Permanent Collection: Dan Flavin, Light, and...Plato?
Posted by Andrea D. on January 22, 2010 - 1:50pm

Dan Flavin, Diagonal of May 25, 1963 (to Constantin Brancusi), 1963Admittedly, drawing a correlation between the fluorescent light-fixture art of Dan Flavin and the teachings of one of Greek philosophy's founding fathers might be a stretch. 

For one thing, the time difference separating the two men is massive: Flavin's major works spanned the 1960s – 1990s, and Plato published The Republic in 380 BC. One man was a minimalist artist, the other was a philosopher who believed that art is a mere imitation of physical form and is, therefore, ultimately an illusion. 

What could possibly connect this unlikely pair, who at first appear to be so very, very different? The answer is simple: light.

Yes, light. If you haven't recently had a chance to brush up on your Greek Philosophy 101, Plato is actually very well known for his discussions about light. In The Republic, he presents the reader with "The Allegory of the Cave." It describes a group of prisoners who are kept in a cave for their entire lives, and whose entire basis of existence is composed of the various shadows and echoes of their environment. The world, as they know it, is cold darkness, simply because they don't know any better.

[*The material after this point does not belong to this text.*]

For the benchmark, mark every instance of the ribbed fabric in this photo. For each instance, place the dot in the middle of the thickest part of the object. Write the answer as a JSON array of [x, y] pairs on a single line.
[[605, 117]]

However, if these same prisoners are released, and are allowed outside the cave to behold the Real World, they must face the fact that their existence in the cave was limited, a shadowy illusion of reality. In fact, they can now witness their "true" reality, thanks to the light generated by the sun.

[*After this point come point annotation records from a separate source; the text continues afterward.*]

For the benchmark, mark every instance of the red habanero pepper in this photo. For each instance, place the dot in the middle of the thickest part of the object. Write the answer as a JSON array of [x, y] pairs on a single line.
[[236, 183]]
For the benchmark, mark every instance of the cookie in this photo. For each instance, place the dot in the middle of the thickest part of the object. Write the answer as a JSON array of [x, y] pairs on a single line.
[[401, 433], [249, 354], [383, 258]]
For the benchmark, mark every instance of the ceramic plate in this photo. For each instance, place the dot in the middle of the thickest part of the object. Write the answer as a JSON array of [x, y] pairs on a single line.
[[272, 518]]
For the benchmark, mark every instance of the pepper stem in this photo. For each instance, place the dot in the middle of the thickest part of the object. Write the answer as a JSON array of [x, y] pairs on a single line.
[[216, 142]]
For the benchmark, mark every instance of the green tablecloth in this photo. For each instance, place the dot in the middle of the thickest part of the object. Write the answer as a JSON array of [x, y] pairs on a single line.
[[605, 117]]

Plato considered light, particularly sunlight, to be the ultimate "bearer of truth." Due to the popularity of Plato's writings among several medieval religious groups, this correlation was responsible for Gothic stained glass windows, Byzantine mosaics, and other spiritual associations between light and divinity, and light as divine truth.

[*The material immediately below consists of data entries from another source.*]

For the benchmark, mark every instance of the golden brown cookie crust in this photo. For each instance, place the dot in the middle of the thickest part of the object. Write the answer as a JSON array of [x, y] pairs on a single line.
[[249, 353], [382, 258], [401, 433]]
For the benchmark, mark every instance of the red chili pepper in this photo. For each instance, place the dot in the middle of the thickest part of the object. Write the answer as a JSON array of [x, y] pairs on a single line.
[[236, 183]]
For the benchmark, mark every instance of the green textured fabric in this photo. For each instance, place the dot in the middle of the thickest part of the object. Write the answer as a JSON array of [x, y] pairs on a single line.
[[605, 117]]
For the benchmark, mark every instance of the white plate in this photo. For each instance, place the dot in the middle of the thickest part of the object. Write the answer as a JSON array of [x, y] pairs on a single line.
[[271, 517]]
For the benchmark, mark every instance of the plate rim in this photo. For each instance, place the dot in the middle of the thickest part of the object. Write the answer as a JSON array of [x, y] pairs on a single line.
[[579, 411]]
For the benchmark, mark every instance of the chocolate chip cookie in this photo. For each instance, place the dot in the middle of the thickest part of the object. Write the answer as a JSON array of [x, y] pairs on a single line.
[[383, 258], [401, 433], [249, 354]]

Dan Flavin entered into this tradition of light and truth roughly two thousand years later. His Icon series directly references light's divine implications, since an "icon" originally referred to a religious work of art in the Catholic and Eastern Orthodox religions. Similarly, his Diagonal of May 25, 1963 (to Constantin Brancusi) was described by Flavin as his own "diagonal of personal ecstasy."

Flavin won't be the last artist to utilize light to represent purity, truth, or spirituality. But through his work, Plato's tradition of light as truth has persevered through the centuries.